Japan Roadside Land Prices Up for 3rd Year in Row

The Yomiuri Shimbun
The Ginza Chuo-dori avenue, whose value of the land is the highest in Japan for the 39th year in a row, is seen in the Ginza district, Tokyo.

Tokyo (Jiji Press)—Prices of land facing roads in Japan as of Jan.. 1 rose 2.3 pct from a year before on average, up for the third consecutive year, the National Tax Agency said Monday.

The increase was the largest since the current calculation method was introduced in 2010, reflecting a waning impact of the COVID-19 pandemic on Japan’s economic activities following the government’s downgrade of COVID-19 under the infectious disease law to Category V in May last year.

Roadside land prices, used to calculate inheritance and gift taxes, were up in 29 of the country’s 47 prefectures.

Fukuoka Prefecture in southwestern Japan logged the largest rise of 5.8 pct, followed by the southernmost prefecture of Okinawa, at 5.6 pct. The climbs were likely due to a boost in demand for offices and condominiums in urban areas.

Roadside land prices in the northeastern prefecture of Aomori and the central prefecture of Shizuoka were unchanged, while prices fell in the remaining 16 prefectures, including Tochigi in eastern Japan.

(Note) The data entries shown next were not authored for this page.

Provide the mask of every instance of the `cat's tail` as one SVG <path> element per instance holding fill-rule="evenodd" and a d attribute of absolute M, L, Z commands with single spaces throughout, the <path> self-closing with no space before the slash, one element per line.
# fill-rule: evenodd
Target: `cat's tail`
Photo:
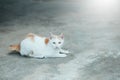
<path fill-rule="evenodd" d="M 11 51 L 20 52 L 20 44 L 10 45 L 10 46 L 9 46 L 9 49 L 10 49 Z"/>

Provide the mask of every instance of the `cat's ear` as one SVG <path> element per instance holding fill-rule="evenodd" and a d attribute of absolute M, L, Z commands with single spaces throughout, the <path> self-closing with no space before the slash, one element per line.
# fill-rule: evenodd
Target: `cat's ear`
<path fill-rule="evenodd" d="M 63 33 L 60 34 L 60 38 L 64 39 L 64 34 Z"/>

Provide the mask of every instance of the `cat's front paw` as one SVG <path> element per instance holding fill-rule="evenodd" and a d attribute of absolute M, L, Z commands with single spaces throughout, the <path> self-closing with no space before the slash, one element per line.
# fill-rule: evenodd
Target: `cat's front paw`
<path fill-rule="evenodd" d="M 60 54 L 59 57 L 66 57 L 66 54 Z"/>

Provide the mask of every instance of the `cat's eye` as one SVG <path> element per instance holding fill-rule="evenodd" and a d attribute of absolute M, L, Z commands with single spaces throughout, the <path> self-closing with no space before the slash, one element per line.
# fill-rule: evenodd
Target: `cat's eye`
<path fill-rule="evenodd" d="M 61 44 L 61 42 L 58 42 L 59 44 Z"/>
<path fill-rule="evenodd" d="M 53 44 L 55 44 L 55 42 L 53 42 Z"/>

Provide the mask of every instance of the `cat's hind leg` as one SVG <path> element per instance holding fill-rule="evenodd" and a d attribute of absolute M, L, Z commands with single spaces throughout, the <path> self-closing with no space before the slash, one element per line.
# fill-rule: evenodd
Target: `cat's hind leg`
<path fill-rule="evenodd" d="M 66 54 L 54 54 L 54 55 L 51 55 L 51 57 L 66 57 L 67 55 Z"/>
<path fill-rule="evenodd" d="M 70 53 L 70 51 L 68 51 L 68 50 L 64 50 L 64 49 L 60 49 L 60 51 L 59 51 L 60 53 L 65 53 L 65 54 L 68 54 L 68 53 Z"/>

A total of 37 prefectural capitals logged rises in their roadside land prices. On the other hand, one city registered a price decline, while prices for nine stood unchanged.

The city of Chiba, east of Tokyo, marked the largest rise among all prefectural capitals, with 14.9 pct, followed by the city of Saitama, north of Tokyo, with 11.4 pct. The increases reflected redevelopment projects in front of Chiba Station in Chiba and Omiya Station in Saitama.

The plot of land in front of the Kyukyodo stationery shop in Tokyo’s upscale Ginza district remained to have the highest per-square-meter roadside land price in the country for 39 years in a row, at ¥44.24 million , up 3.6 pct.